The official government policy is to adopt a cloud-first approach , but that option has been somewhat restricted by a lack of on-shore options that meet required certification and security levels. The Canberra centre is being hosted by Canberra Data Centres, and will open in early 2015 with a range of shared and virtual private cloud offerings. (In what is surely not a coincidental move, Telstra also announced similar plans this morning, though its launch data is somewhat hazier.)

“The cloud we are announcing is able to handle classified government data up to protected level,” Dimension Data CEO Rodd Cunico said at the launch event at Parliament House in Canberra. “We guarantee that the data will remain here in Canberra.” The Department of Finance and National Disability Insurance Agency have already signed up to use the platform.

On a panel that also included deputy department secretary Elizabeth Kelly, Dimension Data CTO Debra Bordignon, Turnbull was the star turn. And his central thesis was that it was shameful that government had taken so long to adopt cloud. Government is rarely renowned for speedy adoption in IT, so that’s not entirely surprising, but the prospect had Turnbull very fired up.

“Cloud services represent a very important opportunity for governments to reconsider their traditional ways of spending on ICT,” Turnbull said. ICT? Really? Isn’t it all IT these days? But I digress and Turnbull is still speaking.

“We need to move away from the box-hugging mentality that resists any move to the cloud. This is not unique to government of course, but the private sector has more plainly transmissible incentives to cut costs and promote efficiency. There is no substitute for that very simple KPI of the bottom line. It’s the best discipline ever invented for any enterprise.”

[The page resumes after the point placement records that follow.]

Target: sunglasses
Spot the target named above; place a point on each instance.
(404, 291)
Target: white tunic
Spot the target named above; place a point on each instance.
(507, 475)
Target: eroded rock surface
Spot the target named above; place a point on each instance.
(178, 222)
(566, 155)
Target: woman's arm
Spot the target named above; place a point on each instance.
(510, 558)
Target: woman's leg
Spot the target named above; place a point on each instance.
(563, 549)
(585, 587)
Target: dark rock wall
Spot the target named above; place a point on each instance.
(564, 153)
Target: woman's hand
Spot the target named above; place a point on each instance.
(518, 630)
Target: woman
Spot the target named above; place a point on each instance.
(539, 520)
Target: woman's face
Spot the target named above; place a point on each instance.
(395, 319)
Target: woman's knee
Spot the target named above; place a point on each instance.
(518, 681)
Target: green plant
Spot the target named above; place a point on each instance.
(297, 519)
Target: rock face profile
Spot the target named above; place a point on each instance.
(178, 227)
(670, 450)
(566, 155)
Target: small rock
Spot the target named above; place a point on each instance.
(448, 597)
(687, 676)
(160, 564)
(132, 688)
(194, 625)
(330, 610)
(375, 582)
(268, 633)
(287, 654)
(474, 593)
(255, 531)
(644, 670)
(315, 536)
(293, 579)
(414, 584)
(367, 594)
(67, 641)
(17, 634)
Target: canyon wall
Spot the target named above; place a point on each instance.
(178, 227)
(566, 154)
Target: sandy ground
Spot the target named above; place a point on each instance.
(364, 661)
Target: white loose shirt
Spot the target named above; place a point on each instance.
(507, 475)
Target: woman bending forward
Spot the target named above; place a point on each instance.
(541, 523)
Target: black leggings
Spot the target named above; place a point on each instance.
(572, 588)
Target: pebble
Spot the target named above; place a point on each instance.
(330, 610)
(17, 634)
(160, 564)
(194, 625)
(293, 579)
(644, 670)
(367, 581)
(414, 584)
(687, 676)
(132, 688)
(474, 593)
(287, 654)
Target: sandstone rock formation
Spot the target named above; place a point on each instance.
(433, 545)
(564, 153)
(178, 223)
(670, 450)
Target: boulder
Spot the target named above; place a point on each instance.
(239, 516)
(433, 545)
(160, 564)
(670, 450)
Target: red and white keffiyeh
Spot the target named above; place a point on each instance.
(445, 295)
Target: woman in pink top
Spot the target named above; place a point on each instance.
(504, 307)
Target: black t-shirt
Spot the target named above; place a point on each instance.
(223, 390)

I feel like Turnbull may have the ABC cuts on his mind, but he presses on. “It’s fair to say there has been much more resistance to the cloud in government than there has been anywhere else.” Turnbull points out that while the federal governments spends $6 billion a year in IT services, cloud expenditure has only totalled about $5 million since mid-2010.

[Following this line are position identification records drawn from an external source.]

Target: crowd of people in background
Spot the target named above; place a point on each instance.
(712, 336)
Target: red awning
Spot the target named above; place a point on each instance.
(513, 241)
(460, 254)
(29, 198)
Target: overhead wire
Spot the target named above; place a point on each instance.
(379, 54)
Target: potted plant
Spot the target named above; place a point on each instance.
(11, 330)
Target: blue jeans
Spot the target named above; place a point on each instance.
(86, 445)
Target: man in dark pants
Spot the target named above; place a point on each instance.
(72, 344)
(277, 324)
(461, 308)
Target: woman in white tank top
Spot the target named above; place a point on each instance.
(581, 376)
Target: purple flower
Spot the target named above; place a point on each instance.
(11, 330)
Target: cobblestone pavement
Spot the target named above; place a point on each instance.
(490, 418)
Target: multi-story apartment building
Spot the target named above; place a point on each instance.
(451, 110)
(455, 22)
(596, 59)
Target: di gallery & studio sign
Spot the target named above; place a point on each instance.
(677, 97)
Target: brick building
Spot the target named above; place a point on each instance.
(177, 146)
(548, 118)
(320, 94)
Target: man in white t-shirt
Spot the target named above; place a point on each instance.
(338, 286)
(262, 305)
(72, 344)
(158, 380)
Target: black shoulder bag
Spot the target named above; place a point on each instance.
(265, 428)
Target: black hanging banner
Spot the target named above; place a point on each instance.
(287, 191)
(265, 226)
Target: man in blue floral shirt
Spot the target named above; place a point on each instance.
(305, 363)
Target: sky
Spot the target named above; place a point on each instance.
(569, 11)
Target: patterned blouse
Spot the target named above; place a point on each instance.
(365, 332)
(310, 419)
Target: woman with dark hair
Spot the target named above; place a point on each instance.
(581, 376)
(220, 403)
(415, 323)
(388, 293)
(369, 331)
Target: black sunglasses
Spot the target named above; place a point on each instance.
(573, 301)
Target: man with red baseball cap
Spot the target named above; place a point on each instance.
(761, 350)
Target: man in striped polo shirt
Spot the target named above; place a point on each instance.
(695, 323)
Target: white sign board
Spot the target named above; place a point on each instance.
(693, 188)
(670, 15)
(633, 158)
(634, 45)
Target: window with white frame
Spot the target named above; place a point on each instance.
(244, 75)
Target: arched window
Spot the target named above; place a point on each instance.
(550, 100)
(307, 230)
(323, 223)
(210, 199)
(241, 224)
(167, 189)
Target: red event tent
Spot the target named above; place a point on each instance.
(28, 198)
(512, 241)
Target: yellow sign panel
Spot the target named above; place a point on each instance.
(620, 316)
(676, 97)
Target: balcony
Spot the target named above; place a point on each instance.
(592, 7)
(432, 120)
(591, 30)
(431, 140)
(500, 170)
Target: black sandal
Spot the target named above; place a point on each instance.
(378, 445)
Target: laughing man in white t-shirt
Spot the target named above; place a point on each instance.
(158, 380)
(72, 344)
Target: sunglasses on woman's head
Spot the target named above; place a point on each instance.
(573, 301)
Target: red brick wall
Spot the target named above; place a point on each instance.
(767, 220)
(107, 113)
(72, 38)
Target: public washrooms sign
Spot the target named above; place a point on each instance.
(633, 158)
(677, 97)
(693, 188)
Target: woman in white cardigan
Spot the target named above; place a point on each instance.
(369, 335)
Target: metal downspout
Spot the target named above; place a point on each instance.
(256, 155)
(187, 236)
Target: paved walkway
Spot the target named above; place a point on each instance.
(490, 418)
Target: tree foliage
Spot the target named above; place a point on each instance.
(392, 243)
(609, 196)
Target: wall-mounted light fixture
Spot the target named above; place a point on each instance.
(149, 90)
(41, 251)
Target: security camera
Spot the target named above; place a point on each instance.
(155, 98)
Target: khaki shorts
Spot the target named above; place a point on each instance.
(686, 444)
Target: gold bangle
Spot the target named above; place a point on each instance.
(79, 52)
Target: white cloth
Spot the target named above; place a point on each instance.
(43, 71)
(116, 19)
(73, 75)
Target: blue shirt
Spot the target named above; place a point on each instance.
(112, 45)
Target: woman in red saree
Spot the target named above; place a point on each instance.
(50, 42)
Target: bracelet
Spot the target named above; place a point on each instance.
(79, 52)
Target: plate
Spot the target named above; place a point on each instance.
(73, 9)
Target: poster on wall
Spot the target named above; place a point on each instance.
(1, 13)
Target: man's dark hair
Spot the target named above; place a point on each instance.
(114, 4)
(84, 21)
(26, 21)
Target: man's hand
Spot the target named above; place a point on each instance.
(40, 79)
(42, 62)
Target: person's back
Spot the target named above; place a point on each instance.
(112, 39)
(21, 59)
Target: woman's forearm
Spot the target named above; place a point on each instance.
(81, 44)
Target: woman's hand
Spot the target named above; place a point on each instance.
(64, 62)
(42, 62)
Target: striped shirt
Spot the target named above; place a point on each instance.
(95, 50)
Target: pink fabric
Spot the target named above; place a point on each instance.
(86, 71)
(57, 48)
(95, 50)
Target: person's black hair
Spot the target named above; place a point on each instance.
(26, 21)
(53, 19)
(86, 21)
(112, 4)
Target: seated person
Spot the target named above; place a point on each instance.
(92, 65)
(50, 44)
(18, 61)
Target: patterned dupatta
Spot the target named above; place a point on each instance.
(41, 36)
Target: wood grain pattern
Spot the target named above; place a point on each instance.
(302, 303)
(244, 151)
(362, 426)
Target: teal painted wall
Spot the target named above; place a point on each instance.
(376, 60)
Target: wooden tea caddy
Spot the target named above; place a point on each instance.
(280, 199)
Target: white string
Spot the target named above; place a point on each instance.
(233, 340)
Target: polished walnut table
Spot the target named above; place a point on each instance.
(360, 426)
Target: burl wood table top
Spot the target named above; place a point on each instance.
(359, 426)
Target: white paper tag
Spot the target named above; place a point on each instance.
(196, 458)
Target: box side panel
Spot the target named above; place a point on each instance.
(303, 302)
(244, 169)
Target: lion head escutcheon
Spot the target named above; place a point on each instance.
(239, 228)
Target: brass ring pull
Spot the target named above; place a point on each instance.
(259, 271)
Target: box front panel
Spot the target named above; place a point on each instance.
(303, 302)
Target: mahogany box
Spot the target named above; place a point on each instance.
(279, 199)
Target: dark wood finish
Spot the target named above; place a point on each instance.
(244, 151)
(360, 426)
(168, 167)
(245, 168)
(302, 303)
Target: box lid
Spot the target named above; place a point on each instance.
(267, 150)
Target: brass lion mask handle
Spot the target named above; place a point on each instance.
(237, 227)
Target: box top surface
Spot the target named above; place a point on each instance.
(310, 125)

“That is very, very disappointing progress. There’s a whole revolution in the way people are using ICT and it just wasn’t happening at government level. Something had to change.”

Recent changes in procurement policy were of course part of that change, but Turnbull seems a little surprised that shift didn’t happen even if it wasn’t officially allowed. “It’s remarkable actually that people do not reflect more often on the superiority of professionally managed cloud services versus what you can do in your own office or business or agency. The previous approach was very much one of aversion to change — that box-hugging resistance to anything which was going to perhaps challenge the roles of ICT professionals within agencies. It was a very defensive approach of protecting turf that has gone on.”

Thank goodness for smartphones and tablets, apparently. Turnbull credits those with making cloud concepts comprehensible to non-tech executives. “Decision makes in corporations in agencies who may not be ICT professionals or even particularly familiar with ICT are suddenly able to get it.” he said. “It’s quite interesting that the consumer side of cloud has actually led the way. The consumer side of cloud took off and is continuing to take and that means everyone knows what you’re talking about.”

There is a problem with this view: consumer-focused cloud services are almost entirely about storage, and rarely about drawing on external computing services. So there might still need to be some mental adjustment. But at least all those iPads give Canberra types a chance.

Turnbull was a little less forthcoming when asked during Q&A how governments would respond to an extended outage (which Dimension Data suffered earlier in the year.) “Nobody likes systems failing or outages of any kind, but the important thing is to anticipate and build in appropriate levels of redundancy and to learn from the incident to ensure it doesn’t happen again or its likelihood of happening is significantly diminished.”

But he becomes fired up again when discussing the pointlessness of highly customised solutions, telling a lengthy anecdote about a foolish Sydney law firm which commissioned its own word processing software from Honeywell in the 1980s. “The critical thing is to move away from the idea of bespoke solutions. Everybody thinks they’re different. The problems that are created from excessive customisation and needless customisation are just legion. A lot of people customise software and systems not because they need to but because they can. There is far too little sharing and far too little awareness.”

And with that point we return to how governments go wrong. “One of the big differences is that governments are far less aware of what is happening elsewhere with other governments, even in Australia, than the private sector is. One of the single biggest weaknesses in governments worldwide is a failure to understand and appreciate what I would call comparable policy solutions to common policy problems. Every jurisdiction is grappling with very similar issues. Yet how much are we learning from other countries?”

Disclosure: Angus Kidman travelled to Canberra as a guest of Dimension Data.